朝ちょっと意識がある時、母が友人のおみさんに別れの電話をした。

声も小さく、すぐ切った。

「来て良い?って聞いてきたから、『だめ』って答えた」としんどそうに答えた。

そしたら、朝9時ぐらいにあわてた様子でおみさんが来てくれた。

さいたまから来た友人といい、おみさんといい、その行動に目頭が熱くなる。

殆ど返事も出来ない母をみておみさんは別の部屋に行き、声を殺して泣いていた。

でも、おみさんも看護師なので現在の母の身体状況と体調を説明したら、「今日は私が一日看ててあげるから休みな」と言ってくれた。

お言葉に甘えて、昼食を食べに外出した。

もう、母はだれかに会うだけで相当疲れる様子だ。

ずっと眠ってる。

「もう、早く死にたい」と本気で言ってる。

往診予定だった医師に断りの電話と現在の体調の報告すると、「尿もまだ500mlでてるし、今日・明日では死なないと思う」とのことだ。

ゆっくりと眠る安らかな時間が今は一番だと思う。

そういう時間が増え、そのまま死ねれば本望なのだろうか・・・

2003年8月29日(金) last 12 day


朝祖母に謝った。

「自分も余裕なくていらいらして、やり場のない怒りをぶつけてしまってごめんなさい。最後までしっかり母を看ていこう」と。

祖母は「いいんだ、知ってんだ。あんたも私みたいな口は悪いけど心は優しい嫁と結婚しなさいよ」と訳わからんことぬかしてた。

しばらくして、「あんたは勇者だ。あたしなら自分から謝ったりできないもん」と言っていた。

「そんなんで勇者かいな」と思いつつ、精神科の仕事をしていると、自分と相手の関係を振り返り、自分の内面の感情を認め反省して、新たに行動につなげるってことを習慣として行っている、頭にカッときても冷静に考えたり出来たのかもしれない。

自分の感情を認めるのってすごくしんどいけど、確かに勇気のいることかもしれない。

まあ、勇者とはほど遠いけど。

今日訪問看護ステーションの所長がきた。

やっぱりすごかった。

何をするわけでもなく、2時間家で雑談してくれた。

実習でお世話になった家のその後、所長が母と話してたこと、最近の学生の話や家族の話。

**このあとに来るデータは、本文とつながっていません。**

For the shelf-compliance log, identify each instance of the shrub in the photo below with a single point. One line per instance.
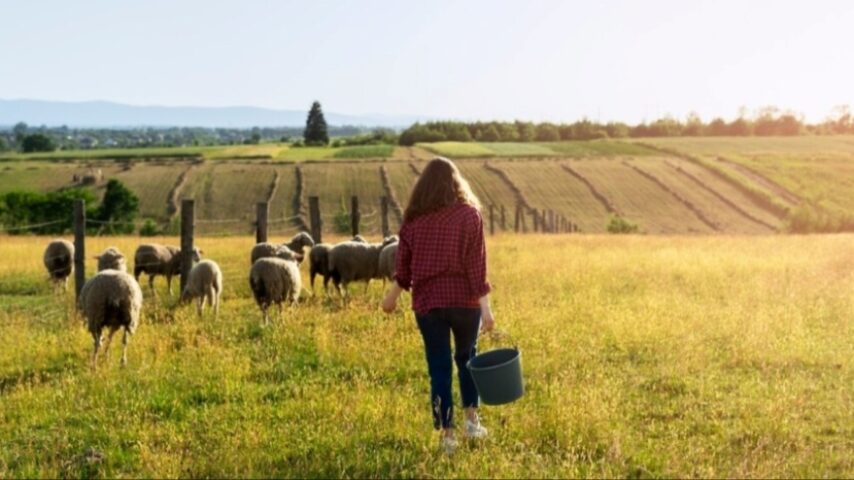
(149, 229)
(620, 225)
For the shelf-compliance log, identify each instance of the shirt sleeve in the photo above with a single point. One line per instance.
(402, 267)
(475, 258)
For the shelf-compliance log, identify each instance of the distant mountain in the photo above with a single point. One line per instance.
(109, 114)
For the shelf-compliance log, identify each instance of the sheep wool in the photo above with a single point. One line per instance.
(111, 300)
(204, 284)
(274, 280)
(59, 261)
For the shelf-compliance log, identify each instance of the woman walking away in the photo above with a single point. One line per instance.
(441, 256)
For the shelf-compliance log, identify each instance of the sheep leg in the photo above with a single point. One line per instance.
(97, 337)
(109, 342)
(125, 348)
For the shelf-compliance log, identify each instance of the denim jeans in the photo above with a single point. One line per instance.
(436, 327)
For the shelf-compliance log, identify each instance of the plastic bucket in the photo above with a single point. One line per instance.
(497, 375)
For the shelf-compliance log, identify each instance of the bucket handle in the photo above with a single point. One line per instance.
(497, 335)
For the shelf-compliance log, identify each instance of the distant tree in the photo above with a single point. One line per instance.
(316, 131)
(716, 128)
(119, 208)
(526, 130)
(739, 127)
(547, 132)
(19, 130)
(488, 134)
(37, 142)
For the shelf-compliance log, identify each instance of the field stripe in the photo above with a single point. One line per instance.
(764, 181)
(759, 199)
(520, 196)
(721, 197)
(389, 192)
(679, 198)
(175, 193)
(598, 195)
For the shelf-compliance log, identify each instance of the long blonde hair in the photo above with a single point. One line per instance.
(440, 185)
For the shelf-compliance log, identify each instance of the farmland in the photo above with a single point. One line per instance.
(644, 356)
(665, 186)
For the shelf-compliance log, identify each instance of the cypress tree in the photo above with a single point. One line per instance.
(315, 127)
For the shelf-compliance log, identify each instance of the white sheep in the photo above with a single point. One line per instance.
(155, 259)
(204, 283)
(274, 280)
(111, 259)
(59, 261)
(267, 250)
(354, 261)
(111, 300)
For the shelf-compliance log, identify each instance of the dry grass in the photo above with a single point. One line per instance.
(643, 356)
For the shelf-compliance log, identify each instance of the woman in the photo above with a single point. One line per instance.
(441, 257)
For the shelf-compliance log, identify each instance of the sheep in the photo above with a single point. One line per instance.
(111, 300)
(353, 261)
(59, 261)
(318, 263)
(388, 255)
(155, 259)
(298, 244)
(204, 283)
(111, 259)
(265, 249)
(274, 280)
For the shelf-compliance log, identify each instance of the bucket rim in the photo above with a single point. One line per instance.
(492, 367)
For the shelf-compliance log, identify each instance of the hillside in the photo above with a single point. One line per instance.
(665, 186)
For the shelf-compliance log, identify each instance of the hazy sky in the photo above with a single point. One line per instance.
(529, 59)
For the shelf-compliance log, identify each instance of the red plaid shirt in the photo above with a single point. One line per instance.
(442, 258)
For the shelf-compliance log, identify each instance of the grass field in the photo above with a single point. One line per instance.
(817, 169)
(643, 356)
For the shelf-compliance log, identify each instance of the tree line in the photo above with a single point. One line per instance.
(767, 122)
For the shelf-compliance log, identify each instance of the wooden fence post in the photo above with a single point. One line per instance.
(79, 246)
(187, 221)
(314, 219)
(261, 211)
(384, 213)
(354, 214)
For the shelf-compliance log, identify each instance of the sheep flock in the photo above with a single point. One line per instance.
(112, 299)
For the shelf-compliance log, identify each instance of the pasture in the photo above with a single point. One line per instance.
(714, 356)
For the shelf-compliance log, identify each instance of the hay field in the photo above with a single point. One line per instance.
(717, 356)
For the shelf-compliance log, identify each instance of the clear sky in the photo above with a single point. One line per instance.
(528, 59)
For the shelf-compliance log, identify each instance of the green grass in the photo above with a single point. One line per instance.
(365, 151)
(643, 357)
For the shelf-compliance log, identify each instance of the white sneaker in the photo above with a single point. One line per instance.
(449, 445)
(475, 430)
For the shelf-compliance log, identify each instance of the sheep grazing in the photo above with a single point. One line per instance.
(266, 250)
(388, 255)
(353, 261)
(274, 280)
(318, 263)
(298, 243)
(59, 261)
(111, 300)
(204, 283)
(154, 259)
(111, 259)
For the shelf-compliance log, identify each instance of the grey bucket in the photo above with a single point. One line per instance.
(497, 374)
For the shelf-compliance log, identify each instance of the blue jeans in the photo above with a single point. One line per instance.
(436, 327)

すげーと思ったのは、本当に所長は人間の存在を大事にしてる。

側にいるだけでとても安心する。

それは母も俺も一緒だった。

所長がいてくれ、話してくれて気分転換にもなったし、安心して時間を過ごせた。

「今日は私はお家に来て、何もしてませんよ。ダッツをごちそうになっておしゃべりしただけよ」って笑顔で帰っていった。


でも不思議ととっても「看護された」って感じだ。


人間はそこ存在するだけで周りに大きな影響を与えてるんだと改めて学んだ。

やっぱりすげー。


所長が「お母さんはあんたが色々旅したり、やりたいことやってることの話題になるといつも『自慢の息子だ』って言ってたよ」と話してくれた。

目頭が熱くなった。

後で少し意識のある時、母にそのこと言ったら「自慢の息子だ」って目を閉じたままつぶやくように一言返してくれた。

泣けてしまった。

どうしてだろう。

ただひたすらに泣けてしまった。

ただひたすらにうれしくて。

眠った母に「母さんも自慢の母だよ」と答える。

ケアを通じて気持ちいいと言ってくれ、うれしい。

少しでも起き上がれると食欲がでるみたいでうれしい。

そして、毎朝息をしてくれてるだけでうれしい。


本当にそれが全てだ。

おみおばさんも日勤の帰りに寄ってくれたりと本当に心強い。

励ましてくれる友人にも感謝。

もうちょいがんばります。

2003年8月30日 last 11 day


午前中ものすごく天気が良かったので、母が眠っている間に久しぶりに地元の温泉に行った。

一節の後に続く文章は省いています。